Doorzichtige eieren, eieren in een fles, wat kunnen eieren spannend zijn!
Deze activiteit bestaat uit verschillende proefjes met eieren.
Verzamel de benodigde materialen en lees de proefjes van tevoren een keer door zodat je weet wat je moet doen en wat er moet gebeuren. In de bijlage zit ook de uitleg wat er gebeurt en waarom dit is. Print voor het gemak deze uitleg en eventueel de proefjesbladen uit (zie bijlagen). Leg ook vast een doekje klaar en eventueel een emmer water, want er gaan vast wat eieren kapot.
Maak een geschikte opstelling voor jullie groepsruimte en de manier die past bij hoe jij de proefjes wil uitvoeren. Bij voorkeur zo dat alle kinderen in groepjes van 2 tot 5 kinderen kunnen zitten en eventueel kunnen zien wat er bij jouw centrale opstelling gebeurt. De proefjes 1,2,3 en 5 kunnen ze zelf doen, maar sommige proefjes zoals proefje 3, 4 en 5 kan je ook centraal doen. Onder het kopje ruimte staan tips voor een goede opstelling. Maak een keuze wat ze zelf kunnen doen en welke je liever centraal doet.
Let op: Als je ze alle proefjes zelf laat doen, moet je zelf bij proef 4 bij alle groepjes langsgaan zodat jij de lucifers in de fles kan doen.

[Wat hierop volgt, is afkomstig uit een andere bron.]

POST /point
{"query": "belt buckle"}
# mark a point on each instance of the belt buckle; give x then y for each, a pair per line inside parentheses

Eieren zijn heel bijzonder. Vandaag gaan we wat proefjes doen om te kijken hoe bijzonder!
Laat de kinderen in groepjes gaan zitten van 2 tot 5 kinderen.
Proef 1: Rauw of gekookt?
Sommige proefjes moet je met gekookte eieren doen en andere met rauwe eieren. Hoe weet je of het een gekookt eitje is of een rauw ei zonder ze kapot te maken? Geef ieder groepje een rauw ei en een gekookt ei. Markeer het gekookte ei met een potlood kruis. Weet iemand al hoe je het kan testen? Als er geen goede suggestie komt vraag ze dan de eieren neer te leggen en rond te laten draaien. Zien ze verschil? Laat ze de eieren daarna nog een keer draaien en dan met een kort tikje tot stilstand brengen. Wat is het verschil nu?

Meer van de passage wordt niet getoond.